In order to get people to start paying attention to the warning signs, Wombat uses a simple scare tactic: mock attacks.

Simulated attacks convince employees they’ve fallen prey to a phishing attack. After opening a link attached to an e-mail that appears to be from a client or colleague, an employee is confronted with a message saying the company’s sensitive data is at risk. The attacks are meant to shock employees into realizing how vulnerable they really are to social engineering.

“It can be difficult to find a technology that works against every attack. While malware technologies and cyberattack strategies may change and innovate, the basic human errors that leave a company vulnerable are often the same,” Ms. Baker says.

The company boasts a 46 percent reduction in malware infections among clients. 

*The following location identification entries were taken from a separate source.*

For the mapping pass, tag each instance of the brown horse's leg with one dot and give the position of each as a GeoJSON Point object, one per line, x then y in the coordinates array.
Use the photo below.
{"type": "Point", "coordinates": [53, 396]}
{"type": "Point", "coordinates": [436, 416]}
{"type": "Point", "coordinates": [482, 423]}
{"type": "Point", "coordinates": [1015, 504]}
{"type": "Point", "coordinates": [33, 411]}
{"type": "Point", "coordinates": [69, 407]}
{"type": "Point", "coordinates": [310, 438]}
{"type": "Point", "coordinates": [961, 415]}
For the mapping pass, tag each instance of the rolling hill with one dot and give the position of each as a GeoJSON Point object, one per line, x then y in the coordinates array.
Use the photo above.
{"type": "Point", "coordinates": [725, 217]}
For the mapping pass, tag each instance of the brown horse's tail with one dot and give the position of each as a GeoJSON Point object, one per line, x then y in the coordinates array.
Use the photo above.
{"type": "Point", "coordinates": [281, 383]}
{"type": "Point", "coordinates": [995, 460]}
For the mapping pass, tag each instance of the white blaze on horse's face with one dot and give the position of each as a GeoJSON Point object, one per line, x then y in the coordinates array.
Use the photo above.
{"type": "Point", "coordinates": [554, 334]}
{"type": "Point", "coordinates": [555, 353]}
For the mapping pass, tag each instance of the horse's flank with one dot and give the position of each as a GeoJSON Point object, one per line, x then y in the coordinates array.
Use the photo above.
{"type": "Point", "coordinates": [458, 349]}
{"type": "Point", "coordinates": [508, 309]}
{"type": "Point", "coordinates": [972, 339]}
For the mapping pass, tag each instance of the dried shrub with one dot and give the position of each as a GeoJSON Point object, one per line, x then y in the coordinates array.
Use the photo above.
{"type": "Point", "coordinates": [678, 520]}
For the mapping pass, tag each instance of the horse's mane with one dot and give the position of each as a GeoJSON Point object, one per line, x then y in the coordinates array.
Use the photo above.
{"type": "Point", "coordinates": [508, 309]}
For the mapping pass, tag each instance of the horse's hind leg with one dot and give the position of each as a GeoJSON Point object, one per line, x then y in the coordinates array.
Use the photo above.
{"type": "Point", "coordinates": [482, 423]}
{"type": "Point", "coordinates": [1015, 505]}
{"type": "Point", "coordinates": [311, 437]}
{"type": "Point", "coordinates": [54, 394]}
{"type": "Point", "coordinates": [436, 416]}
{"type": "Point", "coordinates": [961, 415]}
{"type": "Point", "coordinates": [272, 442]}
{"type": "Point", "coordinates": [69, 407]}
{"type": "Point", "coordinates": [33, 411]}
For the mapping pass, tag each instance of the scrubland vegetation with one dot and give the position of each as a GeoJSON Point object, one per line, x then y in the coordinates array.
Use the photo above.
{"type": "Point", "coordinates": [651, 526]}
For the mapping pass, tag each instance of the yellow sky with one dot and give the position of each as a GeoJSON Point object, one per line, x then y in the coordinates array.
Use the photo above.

The reason, says Mr. Rocco, who is also a Wombat Security client, is that "the weakest link [in security] is people not knowing whether data is critical or intellectual property, or understanding what a suspicious e-mail is."

Despite Wombat’s success, however, some experts say it is almost impossible to train people to identify every single phishing e-mail – especially if the e-mail has been crafted specifically to trick that person.

“If you want to attack somebody it is fairly easy to go to LinkedIn, find out who they are connected with, get to know who they know, and then refer to that person. So it’s about getting a bit of information that an outsider wouldn’t have. That can get people to click on things,” says Phil Lieberman of Lieberman software, a cybersecurity company.

Since they know their employees will make mistakes, the savviest companies are building systems that can survive cyberattacks, Mr. Lieberman points out. One example, he says, is to say “anything sensitive needs to go through a proxy that monitors the traffic." 

Yet regardless of which technology a company chooses, Lieberman says he is convinced that training employees is not enough. “Statistics say people make mistakes," he says. "You need to make fundamental changes in the way the company operates.”